According to JPMorgan, Olin's strategic management of chlorine and caustic soda production has paid off, leading to a stable forecast for the company's earnings before interest, taxes, depreciation, and amortization (EBITDA) for the year 2024.

Olin's deliberate operation at lower capacity utilization rates from the fourth quarter of 2023 through the first quarter of 2024 has been aimed at stabilizing prices in the U.S. market. This move is expected to sustain Olin's EBITDA at approximately $950 million for 2024, which includes $100 million in outage costs that the company will incur in the third quarter of 2024.

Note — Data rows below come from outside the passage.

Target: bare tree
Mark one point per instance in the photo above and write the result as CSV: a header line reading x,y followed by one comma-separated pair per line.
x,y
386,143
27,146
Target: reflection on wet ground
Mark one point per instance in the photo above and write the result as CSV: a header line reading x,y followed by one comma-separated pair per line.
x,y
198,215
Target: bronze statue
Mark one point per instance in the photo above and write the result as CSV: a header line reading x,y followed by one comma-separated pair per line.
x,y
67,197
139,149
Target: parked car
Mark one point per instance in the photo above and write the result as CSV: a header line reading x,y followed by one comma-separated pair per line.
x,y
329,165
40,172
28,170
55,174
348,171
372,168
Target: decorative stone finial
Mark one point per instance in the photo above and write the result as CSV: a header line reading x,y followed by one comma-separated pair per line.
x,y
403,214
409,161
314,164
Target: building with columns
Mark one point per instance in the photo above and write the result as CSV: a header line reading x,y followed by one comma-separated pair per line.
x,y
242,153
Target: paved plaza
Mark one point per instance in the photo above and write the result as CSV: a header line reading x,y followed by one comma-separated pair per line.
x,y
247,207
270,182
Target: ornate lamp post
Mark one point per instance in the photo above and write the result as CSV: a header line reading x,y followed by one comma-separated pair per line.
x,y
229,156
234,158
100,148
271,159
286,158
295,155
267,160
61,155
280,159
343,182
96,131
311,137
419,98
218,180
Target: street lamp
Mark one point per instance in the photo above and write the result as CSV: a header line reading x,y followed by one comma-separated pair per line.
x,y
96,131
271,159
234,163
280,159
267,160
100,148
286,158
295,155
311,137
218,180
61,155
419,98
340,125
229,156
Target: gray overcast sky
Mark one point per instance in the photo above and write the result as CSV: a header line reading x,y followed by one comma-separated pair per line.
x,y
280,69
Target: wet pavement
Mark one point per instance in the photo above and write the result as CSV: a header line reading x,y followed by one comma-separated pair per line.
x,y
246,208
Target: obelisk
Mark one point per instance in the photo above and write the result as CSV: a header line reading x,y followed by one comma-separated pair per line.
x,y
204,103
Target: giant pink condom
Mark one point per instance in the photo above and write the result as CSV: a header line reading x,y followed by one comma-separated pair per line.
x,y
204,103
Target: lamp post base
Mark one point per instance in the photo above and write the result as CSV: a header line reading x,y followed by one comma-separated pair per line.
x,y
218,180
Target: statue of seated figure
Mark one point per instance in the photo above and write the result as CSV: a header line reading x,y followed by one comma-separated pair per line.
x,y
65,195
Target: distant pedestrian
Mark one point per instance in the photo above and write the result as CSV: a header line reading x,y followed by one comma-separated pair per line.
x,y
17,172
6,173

The firm anticipates that Olin will be able to boost its EBITDA in 2025 due to expected volume growth. This projection is supported by the belief that the domestic housing market has reached its lowest point in 2024 and will serve as a foundation for growth. JPMorgan suggests that the demand for products such as PVC, titanium dioxide, MDI, and water treatment chemicals is likely to increase in 2025, provided the economy does not enter a recession.

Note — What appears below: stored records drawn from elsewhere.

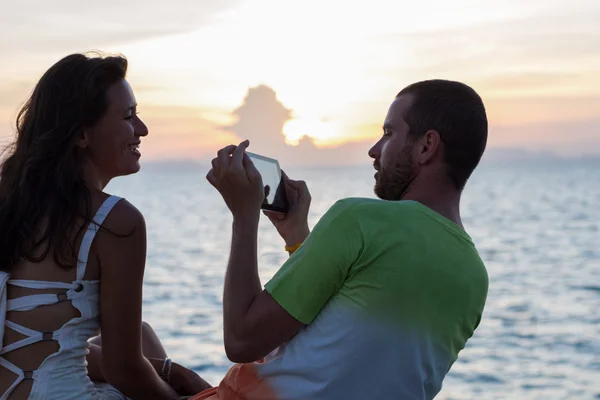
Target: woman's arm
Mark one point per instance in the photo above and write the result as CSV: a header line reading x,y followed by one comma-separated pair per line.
x,y
122,255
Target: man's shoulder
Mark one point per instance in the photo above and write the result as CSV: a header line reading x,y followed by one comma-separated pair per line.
x,y
361,207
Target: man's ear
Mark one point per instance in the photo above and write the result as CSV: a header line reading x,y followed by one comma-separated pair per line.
x,y
428,147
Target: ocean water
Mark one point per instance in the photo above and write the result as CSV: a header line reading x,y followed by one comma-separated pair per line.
x,y
537,227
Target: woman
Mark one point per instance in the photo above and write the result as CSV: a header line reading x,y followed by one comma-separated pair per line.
x,y
72,257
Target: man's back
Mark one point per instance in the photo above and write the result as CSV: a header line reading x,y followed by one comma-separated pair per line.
x,y
390,293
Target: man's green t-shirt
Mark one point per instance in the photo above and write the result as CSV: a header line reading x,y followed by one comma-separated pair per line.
x,y
390,293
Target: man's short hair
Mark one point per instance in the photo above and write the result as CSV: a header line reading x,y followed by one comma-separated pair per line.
x,y
457,113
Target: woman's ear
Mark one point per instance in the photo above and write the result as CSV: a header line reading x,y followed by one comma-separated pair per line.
x,y
83,138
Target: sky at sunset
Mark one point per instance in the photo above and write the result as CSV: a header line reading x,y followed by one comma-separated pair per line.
x,y
315,78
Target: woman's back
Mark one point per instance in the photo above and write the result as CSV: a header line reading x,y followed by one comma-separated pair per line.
x,y
61,320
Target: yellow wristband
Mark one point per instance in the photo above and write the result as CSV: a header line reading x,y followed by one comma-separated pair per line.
x,y
291,249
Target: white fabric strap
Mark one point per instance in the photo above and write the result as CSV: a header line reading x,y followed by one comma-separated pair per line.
x,y
13,368
31,302
32,337
41,284
90,234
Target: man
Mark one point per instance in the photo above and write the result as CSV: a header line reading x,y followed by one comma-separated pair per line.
x,y
382,295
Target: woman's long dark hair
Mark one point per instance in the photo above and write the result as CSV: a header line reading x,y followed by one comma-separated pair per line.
x,y
42,191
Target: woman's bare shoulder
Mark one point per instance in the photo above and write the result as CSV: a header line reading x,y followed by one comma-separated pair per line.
x,y
124,218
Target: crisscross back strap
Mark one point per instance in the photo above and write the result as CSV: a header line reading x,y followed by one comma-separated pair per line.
x,y
90,234
32,337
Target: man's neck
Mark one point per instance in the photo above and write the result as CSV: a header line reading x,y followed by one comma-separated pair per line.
x,y
441,197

In contrast to Olin's competitors in the chlor-alkali sector, who are running at higher capacities, Olin is currently operating at close to 50% utilization. JPMorgan's outlook implies that Olin's conservative approach to production could lead to a more favorable position in the market.

The analyst from JPMorgan concludes that the cash generation capabilities of Olin are strong and are expected to support a higher share price for the company's stock in the future.

In other recent news, Olin Corporation's operations have been temporarily halted at its Freeport, Texas facility due to Hurricane Beryl's impact. The company is working on a plan to resume operations safely, though the timeline remains uncertain.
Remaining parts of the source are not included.